A train traveling direction detection device that detects a traveling direction of a train based on a signal output by a level crossing controller,
Based on the track transmission signal output by the railroad crossing controller, an internal train detection unit that detects a train, and
Based on the train detection signal output by the railroad crossing controller, an external train detection state detection unit that detects the train detection state of the railroad crossing controller,
A train traveling direction detection device comprising a train traveling direction determination unit that determines a traveling direction of a train based on a detection result by the internal train detection unit and a detection result by the external train detection state detection unit. . The train traveling direction detection device according to claim 1, further comprising a train traveling direction output unit that outputs a signal indicating a traveling direction of the train to the outside based on a determination result by the train traveling direction determination unit.
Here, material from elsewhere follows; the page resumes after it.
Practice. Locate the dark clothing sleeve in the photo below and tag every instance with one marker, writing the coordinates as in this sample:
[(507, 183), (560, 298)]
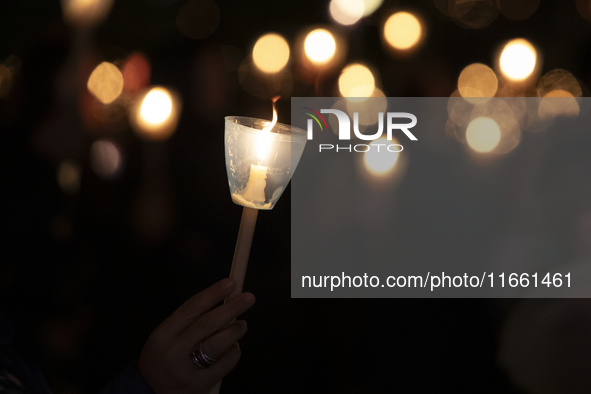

The train traveling direction determination unit determines the traveling direction of a train based on the order of train detection by the internal train detection unit and train detection by the railroad crossing controller. Train direction detector. The train traveling direction determination unit
When the train detection by the internal train detection unit is ahead of the train detection by the railroad crossing controller, it is determined that the train is traveling in the direction from the transmission side attachment point to the reception side attachment point,
When the train detection by the internal train detection unit is after the train detection by the railroad crossing controller, it is determined that the train is traveling in a direction from the reception side attachment point to the transmission side attachment point. The train traveling direction detection device according to claim 3. 5. The train traveling direction detection device according to claim 1, wherein the internal train detection unit detects a train based on a voltage and a current of the track transmission signal. The said internal train detection part compares the voltage value of the said track transmission signal, and the electric current value of the said track transmission signal, and detects a train based on the magnitude relationship of both. The train traveling direction detection device described. The internal train detection unit compares the voltage value of the track transmission signal with the current value of the track transmission signal, and detects the presence of a train when the current value is larger than the voltage value. The train traveling direction detection device according to claim 6. The internal train detection unit
A voltage signal converter, a current signal converter, and a comparator;
The voltage signal conversion unit converts the voltage of the orbit transmission signal into a signal that can be compared by the comparison unit,
The current signal conversion unit converts the current of the orbit transmission signal into a signal that can be compared by the comparison unit,
The comparison unit compares the signal converted by the voltage signal conversion unit and the signal converted by the current signal conversion unit, and detects a train based on the magnitude relationship between the two. The train advancing direction detection apparatus as described in any one of Claims 1-5. The train progress according to claim 8, wherein the comparison unit detects the presence of a train when the signal converted by the current signal conversion unit is larger than the signal converted by the voltage signal conversion unit. Direction detection device. The train traveling direction detection device according to claim 5, wherein the current of the track transmission signal is measured by a current sensor. A railroad crossing controller comprising the train traveling direction detection device according to any one of claims 1 to 10.